Take, for example, the Curry family's anti-housing advocacy in the tony Bay Area enclave of Atherton. After the city government announced plans to comply with California housing law and construct 16 townhouses on a 1.5-acre piece of land in Atherton—plans that were vociferously opposed by ovoid-domed billionaire Marc Andreessen—Curry wrote in to the city voicing "major concerns in terms of both privacy and safety." Barring the cessation of the construction, which, again, was mandated by state law, the Curry family asked for "considerably taller fencing and landscaping." Atherton is as exclusive and anti-public as it gets in the Bay Area—the cheapest listing currently on Zillow is for $3 million, and the city doesn't even have sidewalks—and as housing is the most operative political issue in California in 2023, going fortress mode and vocally staking out the anti-poor side of things feels the opposite of empowering and driving equity.

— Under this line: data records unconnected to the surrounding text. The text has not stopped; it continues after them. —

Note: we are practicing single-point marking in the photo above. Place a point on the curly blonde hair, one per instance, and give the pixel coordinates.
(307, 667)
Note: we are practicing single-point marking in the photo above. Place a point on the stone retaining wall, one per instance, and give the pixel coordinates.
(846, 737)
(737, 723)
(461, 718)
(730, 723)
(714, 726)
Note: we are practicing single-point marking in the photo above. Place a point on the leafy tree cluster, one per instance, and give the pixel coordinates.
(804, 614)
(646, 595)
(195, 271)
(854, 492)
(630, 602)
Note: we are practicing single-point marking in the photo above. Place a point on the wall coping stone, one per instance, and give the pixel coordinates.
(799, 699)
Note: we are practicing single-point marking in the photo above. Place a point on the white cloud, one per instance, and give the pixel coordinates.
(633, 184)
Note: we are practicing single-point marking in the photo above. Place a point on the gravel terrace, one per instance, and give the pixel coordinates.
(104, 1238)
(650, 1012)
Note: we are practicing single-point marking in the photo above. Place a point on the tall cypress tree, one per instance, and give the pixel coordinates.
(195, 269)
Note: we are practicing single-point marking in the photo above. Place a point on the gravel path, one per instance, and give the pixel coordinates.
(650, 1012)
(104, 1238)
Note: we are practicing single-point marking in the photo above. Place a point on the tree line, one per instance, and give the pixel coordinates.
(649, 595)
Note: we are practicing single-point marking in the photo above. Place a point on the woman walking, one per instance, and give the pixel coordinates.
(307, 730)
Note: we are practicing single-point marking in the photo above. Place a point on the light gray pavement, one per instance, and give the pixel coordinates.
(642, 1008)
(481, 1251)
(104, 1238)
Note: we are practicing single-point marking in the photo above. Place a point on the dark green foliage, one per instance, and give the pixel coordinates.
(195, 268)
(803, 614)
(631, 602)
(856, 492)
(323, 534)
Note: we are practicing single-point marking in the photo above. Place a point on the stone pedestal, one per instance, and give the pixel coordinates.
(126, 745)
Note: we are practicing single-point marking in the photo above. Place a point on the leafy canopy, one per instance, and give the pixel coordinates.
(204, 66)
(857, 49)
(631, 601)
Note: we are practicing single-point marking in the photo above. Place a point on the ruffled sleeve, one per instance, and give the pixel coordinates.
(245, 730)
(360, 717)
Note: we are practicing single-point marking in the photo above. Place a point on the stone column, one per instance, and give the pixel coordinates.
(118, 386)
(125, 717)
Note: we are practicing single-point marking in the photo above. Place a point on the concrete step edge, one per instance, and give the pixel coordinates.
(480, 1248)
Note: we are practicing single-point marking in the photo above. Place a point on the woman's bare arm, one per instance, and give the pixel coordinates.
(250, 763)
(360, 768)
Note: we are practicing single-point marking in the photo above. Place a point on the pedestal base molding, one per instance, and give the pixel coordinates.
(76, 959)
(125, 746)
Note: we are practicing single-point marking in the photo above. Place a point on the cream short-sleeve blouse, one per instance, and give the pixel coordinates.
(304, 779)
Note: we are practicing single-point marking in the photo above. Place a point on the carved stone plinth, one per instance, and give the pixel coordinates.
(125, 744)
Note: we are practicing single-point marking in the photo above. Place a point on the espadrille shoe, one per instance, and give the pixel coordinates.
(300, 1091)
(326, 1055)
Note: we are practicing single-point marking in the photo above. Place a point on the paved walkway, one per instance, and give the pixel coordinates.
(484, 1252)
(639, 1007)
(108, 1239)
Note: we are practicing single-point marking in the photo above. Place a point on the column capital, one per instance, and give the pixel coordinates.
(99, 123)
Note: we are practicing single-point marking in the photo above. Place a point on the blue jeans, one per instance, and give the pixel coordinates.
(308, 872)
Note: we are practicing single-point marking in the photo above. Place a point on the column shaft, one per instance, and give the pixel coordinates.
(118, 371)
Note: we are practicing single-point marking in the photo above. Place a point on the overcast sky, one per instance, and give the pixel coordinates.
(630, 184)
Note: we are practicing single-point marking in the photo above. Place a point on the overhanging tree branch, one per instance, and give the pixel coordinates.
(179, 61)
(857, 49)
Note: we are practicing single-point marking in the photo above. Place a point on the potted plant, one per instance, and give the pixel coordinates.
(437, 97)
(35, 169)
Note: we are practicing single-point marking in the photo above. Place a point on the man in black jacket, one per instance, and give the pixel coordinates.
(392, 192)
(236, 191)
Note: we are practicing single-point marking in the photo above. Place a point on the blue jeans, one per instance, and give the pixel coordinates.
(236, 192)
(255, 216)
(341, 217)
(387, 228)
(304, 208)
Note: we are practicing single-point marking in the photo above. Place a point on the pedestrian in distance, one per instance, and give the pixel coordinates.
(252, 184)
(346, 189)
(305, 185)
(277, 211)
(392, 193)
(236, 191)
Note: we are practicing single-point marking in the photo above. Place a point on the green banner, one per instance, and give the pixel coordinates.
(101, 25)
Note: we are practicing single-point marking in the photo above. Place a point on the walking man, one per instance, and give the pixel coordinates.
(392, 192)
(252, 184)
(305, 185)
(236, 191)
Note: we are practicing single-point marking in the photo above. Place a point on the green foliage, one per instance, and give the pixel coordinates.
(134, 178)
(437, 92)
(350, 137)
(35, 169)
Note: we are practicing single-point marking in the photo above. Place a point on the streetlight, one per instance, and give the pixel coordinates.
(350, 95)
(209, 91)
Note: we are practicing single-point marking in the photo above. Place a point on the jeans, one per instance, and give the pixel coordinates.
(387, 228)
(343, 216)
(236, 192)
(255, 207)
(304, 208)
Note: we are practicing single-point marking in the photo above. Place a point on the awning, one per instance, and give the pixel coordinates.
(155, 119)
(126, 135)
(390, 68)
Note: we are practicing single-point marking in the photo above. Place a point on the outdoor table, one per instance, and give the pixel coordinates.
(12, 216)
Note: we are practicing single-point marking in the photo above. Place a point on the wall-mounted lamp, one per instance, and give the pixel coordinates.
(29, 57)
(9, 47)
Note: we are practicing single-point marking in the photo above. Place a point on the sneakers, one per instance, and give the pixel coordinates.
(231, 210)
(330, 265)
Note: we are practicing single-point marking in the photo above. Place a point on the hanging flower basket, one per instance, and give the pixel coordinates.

There were some especially relevant bits in Francesca Mari's essential feature on social housing in Vienna and the shameful failure of public housing in the United States about the effects of a social system where home ownership is the only viable way to consolidate one's class position and insulate oneself from worsening exploitation. One is that the gap between owners and renters will necessarily increase as the ability to own property becomes more exclusive and rent becomes an increasingly large burden on non-owner incomes; another is that, consciously or not, home owners tend to vote and exercise political will in such a way that preserves their asset value above all. Are homeowners acting to extend the ladder downward to make housing more equitable, or are they yanking it up to protect their positions? Curry is not in the middle-class strata that Mari was explicitly writing about, but he has picked a side here.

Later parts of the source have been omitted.